Large-Context Conversational Representation Learning: Self-Supervised Learning for Conversational Documents
Ryo Masumura, Naoki Makishima, Mana Ihori, Akihiko Takashima, Tomohiro, Tanaka, Shota Orihashi

TL;DR
This paper introduces LC-CRL, a self-supervised learning approach that leverages large context to improve understanding of conversational documents, especially for utterance-level labeling, without requiring extensive labeled data.
Contribution
The paper proposes a novel large-context self-supervised learning method tailored for conversational documents, enhancing utterance-level labeling without manual annotations.
Findings
Improved scene segmentation accuracy on contact center datasets.
Effective utilization of unlabeled conversational data.
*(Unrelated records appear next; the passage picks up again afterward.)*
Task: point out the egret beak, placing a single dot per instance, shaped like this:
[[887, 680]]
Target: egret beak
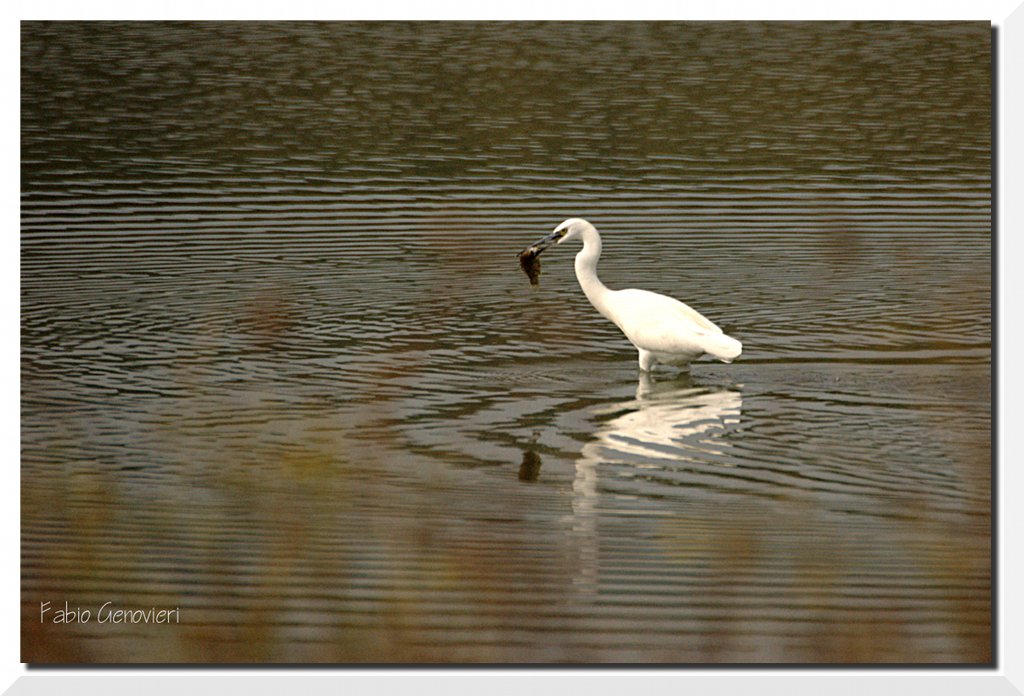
[[539, 246]]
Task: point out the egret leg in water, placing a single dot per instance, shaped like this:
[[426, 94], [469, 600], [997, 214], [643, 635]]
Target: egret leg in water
[[663, 330]]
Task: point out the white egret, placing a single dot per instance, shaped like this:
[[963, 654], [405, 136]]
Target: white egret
[[664, 330]]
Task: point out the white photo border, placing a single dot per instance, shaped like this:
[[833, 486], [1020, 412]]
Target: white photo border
[[1006, 678]]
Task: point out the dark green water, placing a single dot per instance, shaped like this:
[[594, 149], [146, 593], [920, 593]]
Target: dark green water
[[281, 370]]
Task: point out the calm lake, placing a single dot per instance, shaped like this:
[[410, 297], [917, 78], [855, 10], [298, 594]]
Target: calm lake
[[281, 370]]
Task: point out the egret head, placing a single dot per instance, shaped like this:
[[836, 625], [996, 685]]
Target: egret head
[[570, 229]]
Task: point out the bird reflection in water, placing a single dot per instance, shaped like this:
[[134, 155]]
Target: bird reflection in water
[[669, 423], [529, 470]]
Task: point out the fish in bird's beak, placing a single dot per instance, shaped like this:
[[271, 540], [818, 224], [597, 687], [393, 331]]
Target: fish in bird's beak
[[529, 257]]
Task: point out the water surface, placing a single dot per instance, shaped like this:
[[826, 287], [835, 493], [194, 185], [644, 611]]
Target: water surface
[[281, 368]]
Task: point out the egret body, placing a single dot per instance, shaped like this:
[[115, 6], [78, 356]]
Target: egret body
[[662, 329]]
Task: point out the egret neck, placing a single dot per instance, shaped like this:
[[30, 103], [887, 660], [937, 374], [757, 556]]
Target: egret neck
[[586, 267]]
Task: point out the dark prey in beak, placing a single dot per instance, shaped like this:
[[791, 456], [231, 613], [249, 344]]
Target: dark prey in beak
[[529, 258]]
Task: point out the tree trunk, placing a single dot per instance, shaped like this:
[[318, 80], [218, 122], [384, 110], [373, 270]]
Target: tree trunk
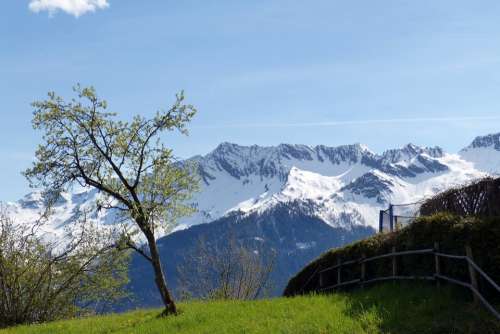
[[160, 281]]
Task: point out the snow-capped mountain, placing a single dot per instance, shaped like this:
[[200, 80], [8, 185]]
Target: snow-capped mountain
[[343, 186]]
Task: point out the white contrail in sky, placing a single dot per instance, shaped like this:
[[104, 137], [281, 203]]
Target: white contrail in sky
[[350, 122]]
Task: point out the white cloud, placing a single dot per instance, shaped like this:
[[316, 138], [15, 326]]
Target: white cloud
[[73, 7]]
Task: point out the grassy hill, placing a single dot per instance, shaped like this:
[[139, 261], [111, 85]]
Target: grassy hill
[[388, 308]]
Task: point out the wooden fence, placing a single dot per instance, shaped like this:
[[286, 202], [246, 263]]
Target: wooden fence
[[481, 198], [437, 275]]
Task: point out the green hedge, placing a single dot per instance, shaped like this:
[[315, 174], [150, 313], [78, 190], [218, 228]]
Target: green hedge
[[452, 233]]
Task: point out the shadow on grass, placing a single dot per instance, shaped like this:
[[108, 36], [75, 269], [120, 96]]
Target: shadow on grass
[[404, 307]]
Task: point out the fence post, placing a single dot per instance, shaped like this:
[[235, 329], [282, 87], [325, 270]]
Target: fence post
[[472, 273], [394, 264], [437, 264], [381, 221], [363, 270], [339, 276], [391, 217]]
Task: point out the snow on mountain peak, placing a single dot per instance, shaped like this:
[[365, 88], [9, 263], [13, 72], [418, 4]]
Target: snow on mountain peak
[[345, 184], [484, 153]]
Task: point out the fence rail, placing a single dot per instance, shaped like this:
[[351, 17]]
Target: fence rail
[[436, 275]]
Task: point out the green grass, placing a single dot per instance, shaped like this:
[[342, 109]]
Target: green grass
[[388, 308]]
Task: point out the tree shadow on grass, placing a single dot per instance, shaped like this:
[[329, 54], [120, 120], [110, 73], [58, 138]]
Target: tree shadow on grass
[[418, 307]]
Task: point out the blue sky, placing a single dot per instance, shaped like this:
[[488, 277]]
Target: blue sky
[[383, 73]]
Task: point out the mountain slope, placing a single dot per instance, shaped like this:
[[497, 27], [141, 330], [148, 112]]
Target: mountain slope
[[345, 181]]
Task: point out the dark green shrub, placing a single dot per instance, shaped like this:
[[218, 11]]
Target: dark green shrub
[[450, 231]]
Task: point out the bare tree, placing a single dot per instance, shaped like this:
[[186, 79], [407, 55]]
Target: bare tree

Enhanced utterance-level labeling performance.
Abstract
This paper presents a novel self-supervised learning method for handling conversational documents consisting of transcribed text of human-to-human conversations. One of the key technologies for understanding conversational documents is utterance-level sequential labeling, where labels are estimated from the documents in an utterance-by-utterance manner. The main issue with utterance-level sequential labeling is the difficulty of collecting labeled conversational documents, as manual annotations are very costly. To deal with this issue, we propose large-context conversational representation learning (LC-CRL), a self-supervised learning method specialized for conversational documents. A self-supervised learning task in LC-CRL involves the estimation of an utterance using all the surrounding utterances based on large-context language modeling. In this way, LC-CRL enables us to effectively…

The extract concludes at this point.